Battaggia preparava la fuga: la carta per l’espatrio chiesta dopo il delitto

Giovedì 18 Gennaio 2024 di Maria Elena Pattaro
I carabinieri alla pescheria El Tiburon di Franco Battaggia

SPRESIANO La carta d’identità valida per l’espatrio. Scaduta da due anni e rinnovata, guarda caso, il giorno dopo il ritrovamento del cadavere di Anica. Segno, per gli inquirenti, che Franco Battaggia stava già pensando alla fuga.

E in questi mesi di inchiesta il 77enne avrebbe mosso altre pedine per tenersi aperta questa possibilità. Del resto lui è un esperto di evasioni e latitanze, tanto da essersi meritato il soprannome di “primula rossa” del Nord Est. Il pericolo di fuga era concreto, secondo il pm, che martedì lo ha fatto arrestare con un provvedimento urgente. L’indizio documentale che corrobora il proposito di fuga è la carta d’identità, valida per l’espatrio rinnovata dal “re del pesce” con un tempismo quanto mai sospetto. Il documento era scaduto nel 2021 eppure il proprietario non se ne era mai curato. Fino al 22 maggio, quando il corpo della 30enne è riaffiorato da un isolotto sul Piave. Dove lui, secondo l’accusa, l’aveva gettato simulando un suicidio per annegamento. E dove, peraltro, il frame di una telecamera installata lungo il Piave, vicino al luogo del ritrovamento, attesterebbe la presenza del 77enne proprio il giorno della scomparsa della vittima. Un altro indizio importante del puzzle. Tornando alla carta di identità: è una delle spie indicatrici dell’intenzione di fuga, secondo gli investigatori. L’altro elemento da considerare è il profilo criminale di Battaggia.

CURRICULUM CRIMINALE

Il 77enne, veneziano d’origine e trevigiano di adozione, ha alle spalle un altro omicidio per vendetta, due evasioni e due latitanze in Sudamerica. Fu un grande protagonista della cronaca nera degli anni Ottanta e Novanta. L’apice della notorietà lo raggiunse nel 1988 uccidendo Vincenzo Ciarelli, commerciante rom e trafficante di droga reo di aver schiaffeggiato sua moglie fuori dalla pescheria di Treviso. La donna era morta di ictus pochi giorni dopo. Così Battaggia aveva deciso di vendicare quell’azione intimidatoria. Il cadavere di Ciarelli venne trovato in una vasca di Forte Pepe, a Tessera (Venezia). Battaggia, condannato a 18 anni di carcerE scappò in Francia, venne catturato in Svizzera e riuscì a fuggire a piedi dal furgone cellulare per poi far perdere le proprie tracce.

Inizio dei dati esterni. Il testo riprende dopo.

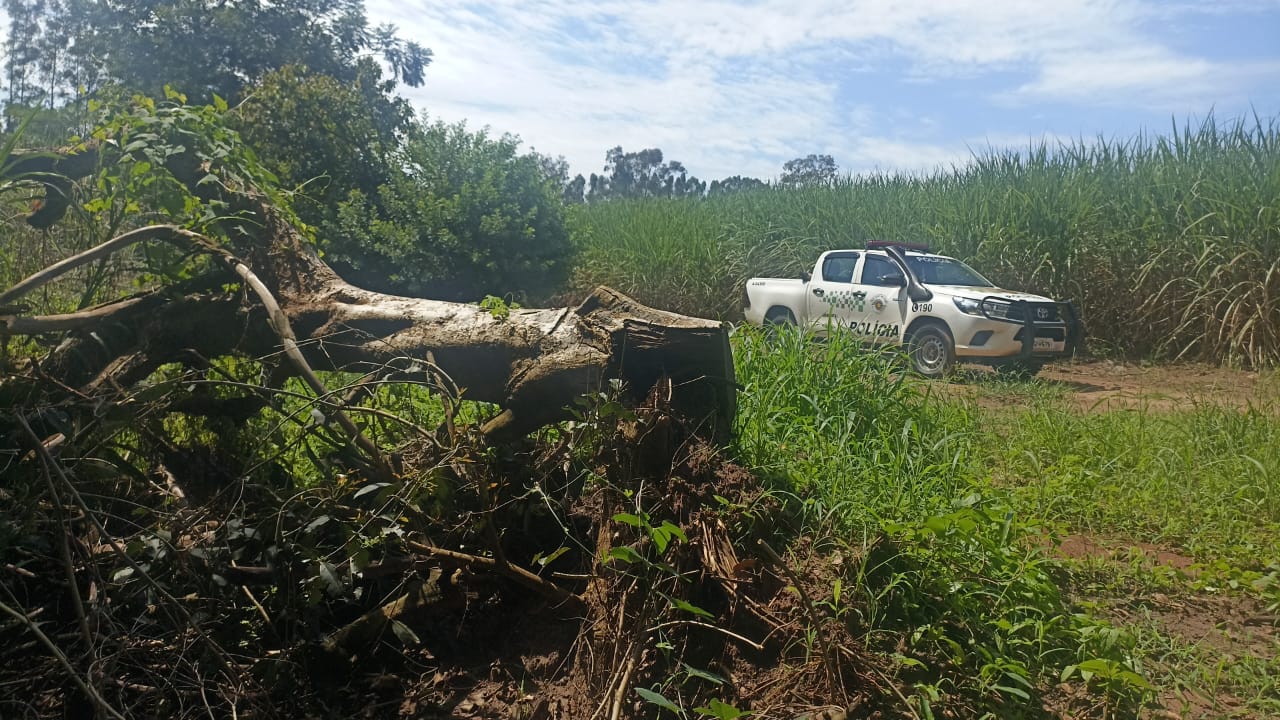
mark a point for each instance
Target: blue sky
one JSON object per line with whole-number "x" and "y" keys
{"x": 731, "y": 87}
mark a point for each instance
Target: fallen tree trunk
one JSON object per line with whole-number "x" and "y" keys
{"x": 533, "y": 364}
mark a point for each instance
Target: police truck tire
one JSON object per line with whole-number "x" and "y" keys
{"x": 931, "y": 350}
{"x": 776, "y": 319}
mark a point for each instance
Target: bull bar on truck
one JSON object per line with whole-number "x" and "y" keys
{"x": 1066, "y": 311}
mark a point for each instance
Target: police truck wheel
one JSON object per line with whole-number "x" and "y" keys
{"x": 932, "y": 351}
{"x": 776, "y": 319}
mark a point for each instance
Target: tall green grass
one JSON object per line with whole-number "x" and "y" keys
{"x": 1205, "y": 479}
{"x": 1170, "y": 242}
{"x": 946, "y": 580}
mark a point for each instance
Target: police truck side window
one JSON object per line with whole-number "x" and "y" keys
{"x": 881, "y": 270}
{"x": 839, "y": 268}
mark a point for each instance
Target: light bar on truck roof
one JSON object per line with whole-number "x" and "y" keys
{"x": 882, "y": 244}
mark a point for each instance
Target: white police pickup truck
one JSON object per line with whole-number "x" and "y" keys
{"x": 936, "y": 306}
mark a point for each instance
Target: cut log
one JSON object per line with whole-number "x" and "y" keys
{"x": 533, "y": 364}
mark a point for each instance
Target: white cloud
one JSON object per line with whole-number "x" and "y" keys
{"x": 740, "y": 87}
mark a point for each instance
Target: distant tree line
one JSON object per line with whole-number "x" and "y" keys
{"x": 398, "y": 203}
{"x": 645, "y": 174}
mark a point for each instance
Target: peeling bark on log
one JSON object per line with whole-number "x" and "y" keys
{"x": 530, "y": 363}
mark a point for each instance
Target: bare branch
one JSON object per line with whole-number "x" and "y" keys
{"x": 168, "y": 233}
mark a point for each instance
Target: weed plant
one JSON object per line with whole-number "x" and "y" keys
{"x": 1170, "y": 242}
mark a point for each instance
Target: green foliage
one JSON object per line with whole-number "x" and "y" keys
{"x": 1170, "y": 244}
{"x": 151, "y": 155}
{"x": 324, "y": 136}
{"x": 467, "y": 217}
{"x": 641, "y": 174}
{"x": 202, "y": 48}
{"x": 812, "y": 171}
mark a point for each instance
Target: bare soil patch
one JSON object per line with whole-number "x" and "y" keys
{"x": 1110, "y": 386}
{"x": 1098, "y": 386}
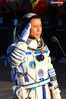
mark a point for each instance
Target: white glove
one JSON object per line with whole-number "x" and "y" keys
{"x": 25, "y": 33}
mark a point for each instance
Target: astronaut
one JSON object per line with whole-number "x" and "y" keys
{"x": 32, "y": 72}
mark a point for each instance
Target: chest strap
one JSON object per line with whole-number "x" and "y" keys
{"x": 36, "y": 84}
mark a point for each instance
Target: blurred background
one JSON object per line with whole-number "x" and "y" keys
{"x": 53, "y": 14}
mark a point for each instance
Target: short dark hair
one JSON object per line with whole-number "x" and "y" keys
{"x": 24, "y": 22}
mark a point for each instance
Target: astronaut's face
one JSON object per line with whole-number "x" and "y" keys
{"x": 36, "y": 28}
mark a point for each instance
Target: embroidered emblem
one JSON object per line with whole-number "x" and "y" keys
{"x": 32, "y": 64}
{"x": 40, "y": 73}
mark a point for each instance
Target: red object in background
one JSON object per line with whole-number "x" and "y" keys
{"x": 41, "y": 7}
{"x": 61, "y": 1}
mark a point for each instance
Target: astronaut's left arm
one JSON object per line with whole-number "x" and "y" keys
{"x": 53, "y": 80}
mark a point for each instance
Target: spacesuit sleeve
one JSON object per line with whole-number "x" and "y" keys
{"x": 53, "y": 77}
{"x": 16, "y": 53}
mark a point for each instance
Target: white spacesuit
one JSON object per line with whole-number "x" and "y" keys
{"x": 31, "y": 70}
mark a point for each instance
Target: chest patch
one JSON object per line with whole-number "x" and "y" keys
{"x": 32, "y": 64}
{"x": 40, "y": 72}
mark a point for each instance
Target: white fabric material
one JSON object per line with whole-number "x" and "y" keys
{"x": 40, "y": 71}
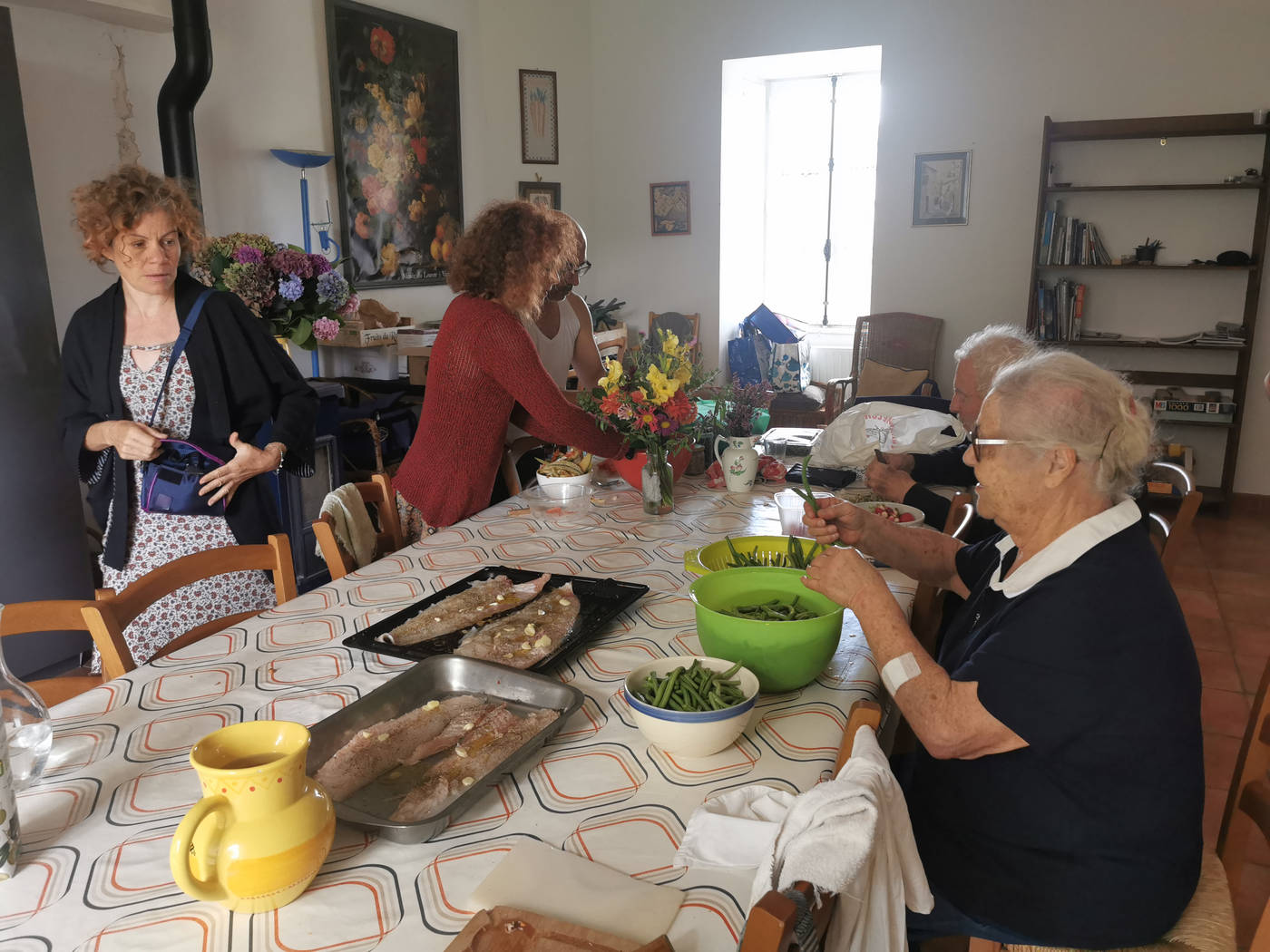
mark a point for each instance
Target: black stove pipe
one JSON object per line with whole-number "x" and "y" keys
{"x": 181, "y": 89}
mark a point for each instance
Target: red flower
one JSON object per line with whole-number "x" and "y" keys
{"x": 383, "y": 44}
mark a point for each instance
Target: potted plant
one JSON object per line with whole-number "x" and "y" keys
{"x": 1146, "y": 251}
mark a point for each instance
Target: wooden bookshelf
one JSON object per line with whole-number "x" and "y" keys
{"x": 1165, "y": 127}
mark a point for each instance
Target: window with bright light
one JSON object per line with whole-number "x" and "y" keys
{"x": 800, "y": 212}
{"x": 781, "y": 114}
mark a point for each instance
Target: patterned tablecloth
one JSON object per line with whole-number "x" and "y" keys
{"x": 97, "y": 828}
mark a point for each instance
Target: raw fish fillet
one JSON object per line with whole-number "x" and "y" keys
{"x": 403, "y": 740}
{"x": 495, "y": 738}
{"x": 473, "y": 606}
{"x": 527, "y": 635}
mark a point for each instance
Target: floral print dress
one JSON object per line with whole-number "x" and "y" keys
{"x": 158, "y": 539}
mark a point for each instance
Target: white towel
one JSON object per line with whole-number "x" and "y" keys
{"x": 851, "y": 835}
{"x": 736, "y": 828}
{"x": 351, "y": 523}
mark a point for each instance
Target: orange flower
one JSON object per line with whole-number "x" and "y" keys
{"x": 383, "y": 44}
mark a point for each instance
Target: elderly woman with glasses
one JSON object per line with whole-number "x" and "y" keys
{"x": 1058, "y": 786}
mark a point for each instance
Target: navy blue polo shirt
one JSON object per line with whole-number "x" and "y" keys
{"x": 1091, "y": 835}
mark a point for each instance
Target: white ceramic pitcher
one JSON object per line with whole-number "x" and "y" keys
{"x": 739, "y": 462}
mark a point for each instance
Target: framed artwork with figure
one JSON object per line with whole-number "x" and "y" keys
{"x": 942, "y": 188}
{"x": 542, "y": 193}
{"x": 394, "y": 92}
{"x": 669, "y": 207}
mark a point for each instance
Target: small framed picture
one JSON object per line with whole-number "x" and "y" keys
{"x": 542, "y": 193}
{"x": 672, "y": 213}
{"x": 942, "y": 188}
{"x": 540, "y": 139}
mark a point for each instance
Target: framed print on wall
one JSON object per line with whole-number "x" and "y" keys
{"x": 394, "y": 92}
{"x": 540, "y": 137}
{"x": 542, "y": 193}
{"x": 942, "y": 188}
{"x": 669, "y": 202}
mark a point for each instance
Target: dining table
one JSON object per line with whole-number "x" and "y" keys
{"x": 98, "y": 824}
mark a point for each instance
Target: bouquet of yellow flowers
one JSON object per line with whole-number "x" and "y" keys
{"x": 651, "y": 403}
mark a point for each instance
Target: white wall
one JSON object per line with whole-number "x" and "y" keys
{"x": 975, "y": 73}
{"x": 639, "y": 103}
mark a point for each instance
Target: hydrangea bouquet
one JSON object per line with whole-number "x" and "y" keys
{"x": 651, "y": 403}
{"x": 300, "y": 295}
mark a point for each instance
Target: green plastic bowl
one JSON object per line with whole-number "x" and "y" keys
{"x": 783, "y": 656}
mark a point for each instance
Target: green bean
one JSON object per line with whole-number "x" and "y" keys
{"x": 692, "y": 689}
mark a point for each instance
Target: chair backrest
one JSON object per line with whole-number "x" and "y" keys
{"x": 65, "y": 615}
{"x": 114, "y": 611}
{"x": 897, "y": 339}
{"x": 685, "y": 326}
{"x": 770, "y": 926}
{"x": 378, "y": 492}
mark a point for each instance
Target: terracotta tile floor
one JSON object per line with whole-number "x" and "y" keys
{"x": 1222, "y": 587}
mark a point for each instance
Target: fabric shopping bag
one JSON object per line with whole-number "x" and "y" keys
{"x": 850, "y": 440}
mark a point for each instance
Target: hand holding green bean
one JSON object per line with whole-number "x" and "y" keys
{"x": 695, "y": 688}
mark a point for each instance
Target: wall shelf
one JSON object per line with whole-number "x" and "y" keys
{"x": 1164, "y": 127}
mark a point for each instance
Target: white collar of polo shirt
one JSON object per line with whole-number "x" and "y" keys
{"x": 1064, "y": 549}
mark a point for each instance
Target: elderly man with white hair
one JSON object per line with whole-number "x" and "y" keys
{"x": 1058, "y": 787}
{"x": 899, "y": 478}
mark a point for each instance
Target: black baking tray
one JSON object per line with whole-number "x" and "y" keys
{"x": 600, "y": 602}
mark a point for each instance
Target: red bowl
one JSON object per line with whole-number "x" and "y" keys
{"x": 630, "y": 469}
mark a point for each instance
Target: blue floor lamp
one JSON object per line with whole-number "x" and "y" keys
{"x": 304, "y": 160}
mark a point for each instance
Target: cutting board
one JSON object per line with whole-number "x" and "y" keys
{"x": 510, "y": 929}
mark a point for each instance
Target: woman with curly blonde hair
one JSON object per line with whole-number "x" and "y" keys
{"x": 484, "y": 364}
{"x": 226, "y": 386}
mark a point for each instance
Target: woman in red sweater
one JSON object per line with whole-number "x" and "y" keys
{"x": 484, "y": 364}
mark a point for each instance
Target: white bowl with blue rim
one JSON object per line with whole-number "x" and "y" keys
{"x": 689, "y": 733}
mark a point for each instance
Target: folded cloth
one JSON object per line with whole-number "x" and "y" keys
{"x": 351, "y": 523}
{"x": 549, "y": 881}
{"x": 851, "y": 837}
{"x": 736, "y": 828}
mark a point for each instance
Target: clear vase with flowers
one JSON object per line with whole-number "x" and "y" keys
{"x": 302, "y": 297}
{"x": 651, "y": 403}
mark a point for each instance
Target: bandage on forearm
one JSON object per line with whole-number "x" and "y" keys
{"x": 899, "y": 670}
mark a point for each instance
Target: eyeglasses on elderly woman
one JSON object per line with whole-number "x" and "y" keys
{"x": 978, "y": 442}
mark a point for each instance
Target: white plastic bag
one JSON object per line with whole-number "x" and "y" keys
{"x": 848, "y": 442}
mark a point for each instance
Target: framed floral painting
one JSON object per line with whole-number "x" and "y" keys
{"x": 394, "y": 89}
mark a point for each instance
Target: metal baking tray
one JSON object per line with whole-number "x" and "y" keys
{"x": 600, "y": 602}
{"x": 435, "y": 678}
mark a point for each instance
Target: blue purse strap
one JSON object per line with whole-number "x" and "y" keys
{"x": 181, "y": 339}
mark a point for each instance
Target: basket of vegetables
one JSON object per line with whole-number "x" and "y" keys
{"x": 691, "y": 706}
{"x": 565, "y": 467}
{"x": 747, "y": 551}
{"x": 768, "y": 621}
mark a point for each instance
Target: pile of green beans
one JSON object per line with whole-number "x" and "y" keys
{"x": 772, "y": 611}
{"x": 793, "y": 558}
{"x": 696, "y": 688}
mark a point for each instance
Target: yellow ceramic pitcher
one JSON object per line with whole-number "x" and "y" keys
{"x": 263, "y": 829}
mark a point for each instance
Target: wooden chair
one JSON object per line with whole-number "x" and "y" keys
{"x": 66, "y": 615}
{"x": 816, "y": 406}
{"x": 770, "y": 926}
{"x": 685, "y": 326}
{"x": 1171, "y": 535}
{"x": 929, "y": 599}
{"x": 380, "y": 494}
{"x": 895, "y": 339}
{"x": 114, "y": 611}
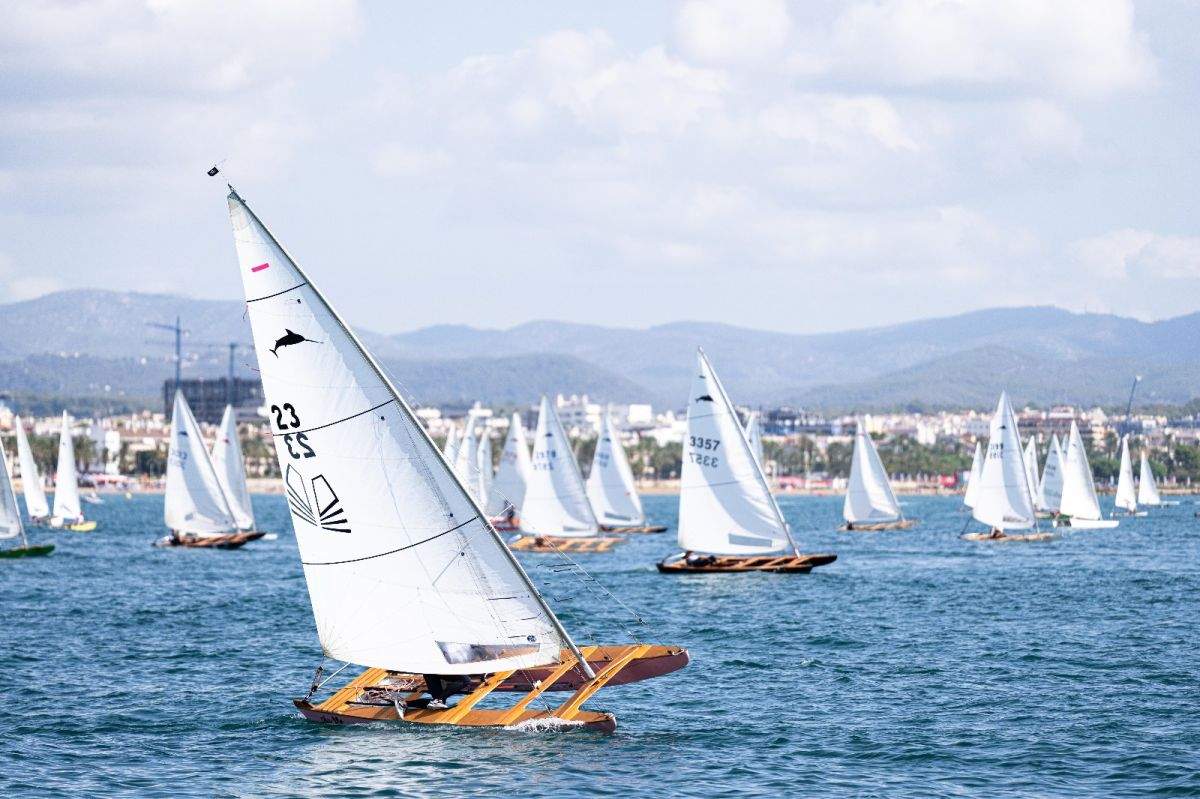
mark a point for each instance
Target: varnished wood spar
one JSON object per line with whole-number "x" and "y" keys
{"x": 781, "y": 564}
{"x": 562, "y": 544}
{"x": 876, "y": 527}
{"x": 373, "y": 695}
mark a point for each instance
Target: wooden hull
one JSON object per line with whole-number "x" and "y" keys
{"x": 642, "y": 528}
{"x": 28, "y": 552}
{"x": 562, "y": 544}
{"x": 231, "y": 541}
{"x": 724, "y": 564}
{"x": 876, "y": 527}
{"x": 379, "y": 695}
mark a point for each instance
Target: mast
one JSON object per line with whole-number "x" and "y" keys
{"x": 408, "y": 412}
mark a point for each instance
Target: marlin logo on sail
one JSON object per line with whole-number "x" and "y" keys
{"x": 289, "y": 338}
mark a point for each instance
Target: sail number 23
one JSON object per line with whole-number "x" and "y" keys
{"x": 293, "y": 440}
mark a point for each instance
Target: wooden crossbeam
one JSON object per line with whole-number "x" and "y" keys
{"x": 348, "y": 691}
{"x": 570, "y": 708}
{"x": 568, "y": 664}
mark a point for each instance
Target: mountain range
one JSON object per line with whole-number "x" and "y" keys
{"x": 75, "y": 343}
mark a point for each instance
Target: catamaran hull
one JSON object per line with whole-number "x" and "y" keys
{"x": 799, "y": 564}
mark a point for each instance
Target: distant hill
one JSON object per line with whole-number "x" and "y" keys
{"x": 1041, "y": 354}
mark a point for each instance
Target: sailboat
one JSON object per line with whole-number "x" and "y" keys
{"x": 1003, "y": 497}
{"x": 507, "y": 496}
{"x": 406, "y": 576}
{"x": 1049, "y": 497}
{"x": 67, "y": 511}
{"x": 754, "y": 434}
{"x": 1080, "y": 508}
{"x": 729, "y": 520}
{"x": 10, "y": 517}
{"x": 1127, "y": 494}
{"x": 195, "y": 506}
{"x": 231, "y": 470}
{"x": 556, "y": 514}
{"x": 30, "y": 480}
{"x": 969, "y": 497}
{"x": 870, "y": 504}
{"x": 611, "y": 488}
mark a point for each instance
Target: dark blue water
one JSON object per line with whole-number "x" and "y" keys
{"x": 917, "y": 665}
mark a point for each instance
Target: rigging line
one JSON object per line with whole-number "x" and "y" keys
{"x": 258, "y": 299}
{"x": 336, "y": 421}
{"x": 383, "y": 554}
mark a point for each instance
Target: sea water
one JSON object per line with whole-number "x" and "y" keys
{"x": 917, "y": 665}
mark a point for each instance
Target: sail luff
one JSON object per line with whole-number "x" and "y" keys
{"x": 30, "y": 479}
{"x": 433, "y": 478}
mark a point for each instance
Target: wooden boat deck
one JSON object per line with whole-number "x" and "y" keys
{"x": 799, "y": 564}
{"x": 563, "y": 544}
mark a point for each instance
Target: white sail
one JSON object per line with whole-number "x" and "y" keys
{"x": 231, "y": 469}
{"x": 484, "y": 468}
{"x": 869, "y": 497}
{"x": 30, "y": 480}
{"x": 754, "y": 434}
{"x": 611, "y": 486}
{"x": 513, "y": 473}
{"x": 1147, "y": 490}
{"x": 1050, "y": 488}
{"x": 66, "y": 484}
{"x": 1031, "y": 468}
{"x": 1005, "y": 498}
{"x": 556, "y": 502}
{"x": 1127, "y": 496}
{"x": 1079, "y": 497}
{"x": 10, "y": 514}
{"x": 725, "y": 506}
{"x": 403, "y": 570}
{"x": 193, "y": 502}
{"x": 969, "y": 497}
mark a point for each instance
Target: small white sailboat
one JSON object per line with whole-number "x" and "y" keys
{"x": 67, "y": 511}
{"x": 231, "y": 470}
{"x": 406, "y": 576}
{"x": 729, "y": 520}
{"x": 1127, "y": 496}
{"x": 11, "y": 526}
{"x": 511, "y": 476}
{"x": 196, "y": 508}
{"x": 1003, "y": 498}
{"x": 556, "y": 512}
{"x": 1080, "y": 508}
{"x": 969, "y": 497}
{"x": 870, "y": 503}
{"x": 30, "y": 480}
{"x": 611, "y": 487}
{"x": 1050, "y": 488}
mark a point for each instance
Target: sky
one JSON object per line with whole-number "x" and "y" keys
{"x": 799, "y": 167}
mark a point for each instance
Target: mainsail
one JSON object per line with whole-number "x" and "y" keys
{"x": 969, "y": 497}
{"x": 556, "y": 502}
{"x": 30, "y": 480}
{"x": 1079, "y": 497}
{"x": 1127, "y": 496}
{"x": 66, "y": 486}
{"x": 1005, "y": 498}
{"x": 1147, "y": 490}
{"x": 869, "y": 497}
{"x": 231, "y": 469}
{"x": 754, "y": 434}
{"x": 611, "y": 487}
{"x": 1050, "y": 490}
{"x": 513, "y": 473}
{"x": 195, "y": 503}
{"x": 725, "y": 506}
{"x": 403, "y": 570}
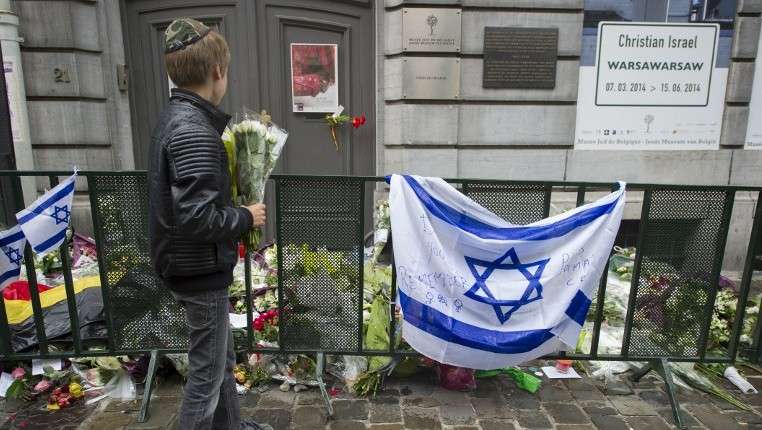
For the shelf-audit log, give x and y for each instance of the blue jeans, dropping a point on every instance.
(210, 400)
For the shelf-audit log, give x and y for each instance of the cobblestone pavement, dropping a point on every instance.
(419, 403)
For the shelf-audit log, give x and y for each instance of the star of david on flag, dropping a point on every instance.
(505, 307)
(45, 221)
(12, 243)
(505, 293)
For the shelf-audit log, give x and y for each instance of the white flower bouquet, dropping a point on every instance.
(254, 145)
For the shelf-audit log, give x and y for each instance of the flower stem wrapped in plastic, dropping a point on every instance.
(258, 144)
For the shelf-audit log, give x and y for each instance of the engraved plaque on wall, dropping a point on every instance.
(431, 78)
(431, 30)
(517, 57)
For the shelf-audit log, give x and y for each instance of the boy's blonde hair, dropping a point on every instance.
(194, 64)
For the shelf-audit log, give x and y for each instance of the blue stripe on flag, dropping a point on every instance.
(451, 330)
(44, 246)
(578, 308)
(486, 231)
(68, 189)
(10, 275)
(15, 237)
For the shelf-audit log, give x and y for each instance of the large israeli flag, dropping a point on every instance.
(45, 222)
(479, 292)
(12, 243)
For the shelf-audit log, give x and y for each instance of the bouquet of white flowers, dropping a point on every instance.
(253, 144)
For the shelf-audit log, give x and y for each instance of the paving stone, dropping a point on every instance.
(534, 420)
(712, 417)
(745, 417)
(647, 381)
(309, 397)
(167, 387)
(279, 419)
(610, 422)
(496, 425)
(388, 392)
(421, 418)
(309, 416)
(421, 402)
(386, 399)
(647, 423)
(449, 397)
(579, 385)
(688, 419)
(250, 400)
(276, 399)
(129, 406)
(598, 409)
(107, 421)
(554, 393)
(588, 395)
(564, 413)
(690, 397)
(347, 425)
(386, 427)
(520, 399)
(417, 388)
(457, 414)
(162, 413)
(486, 388)
(631, 406)
(722, 404)
(350, 410)
(752, 399)
(492, 407)
(617, 388)
(654, 397)
(385, 413)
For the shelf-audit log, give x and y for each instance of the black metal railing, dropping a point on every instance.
(682, 238)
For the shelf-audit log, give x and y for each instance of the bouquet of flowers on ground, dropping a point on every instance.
(253, 145)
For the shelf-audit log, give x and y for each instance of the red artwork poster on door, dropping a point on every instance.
(314, 77)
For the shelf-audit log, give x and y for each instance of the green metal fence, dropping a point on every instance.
(682, 228)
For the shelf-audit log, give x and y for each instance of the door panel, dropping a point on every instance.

Ricomparve sui radar nel 1993: braccato dall’Interpol, dieci giorni dopo riuscì a scappare di nuovo. L’anno dopo, la terza cattura, sempre in Ecuador. Poi il rientro in Italia, dove saldò il conto con la giustizia, con la promessa di non uccidere più. Un impegno infranto, secondo la Procura, che ora lo accusa di omicidio volontario e tentata soppressione di cadavere. Anche se Battaggia è ormai anziano e sono finiti i tempi d’oro della “mala” veneta, questo non significa che non sia in grado di darsi alla macchia, secondo gli investigatori.

IL QUADRO

Battaggia è stato fin da subito il sospettato numero uno dell’omicidio di Anica Panfile, sua ex dipendente nella pescheria “El Tiburon”. «In questi mesi di indagine abbiamo raccolto gravi, precisi e concordanti elementi indiziari nei confronti dell’indagato, corroborati dalle risultanze della consulenza medico-legale» ha affermato il procuratore Marco Martani. La relazione autoptica finale sul corpo della 30enne, depositata nei giorni scorsi, era il tassello mancante per chiudere il cerchio sul 77enne. A suo carico una serie di indizi: l’uomo è stato l’ultimo ad averla vista viva il giorno dell’omicidio; a casa sua i Ris hanno trovato tracce biologiche della vittima e anche una micro-traccia di sangue. C’è poi il frame della telecamera.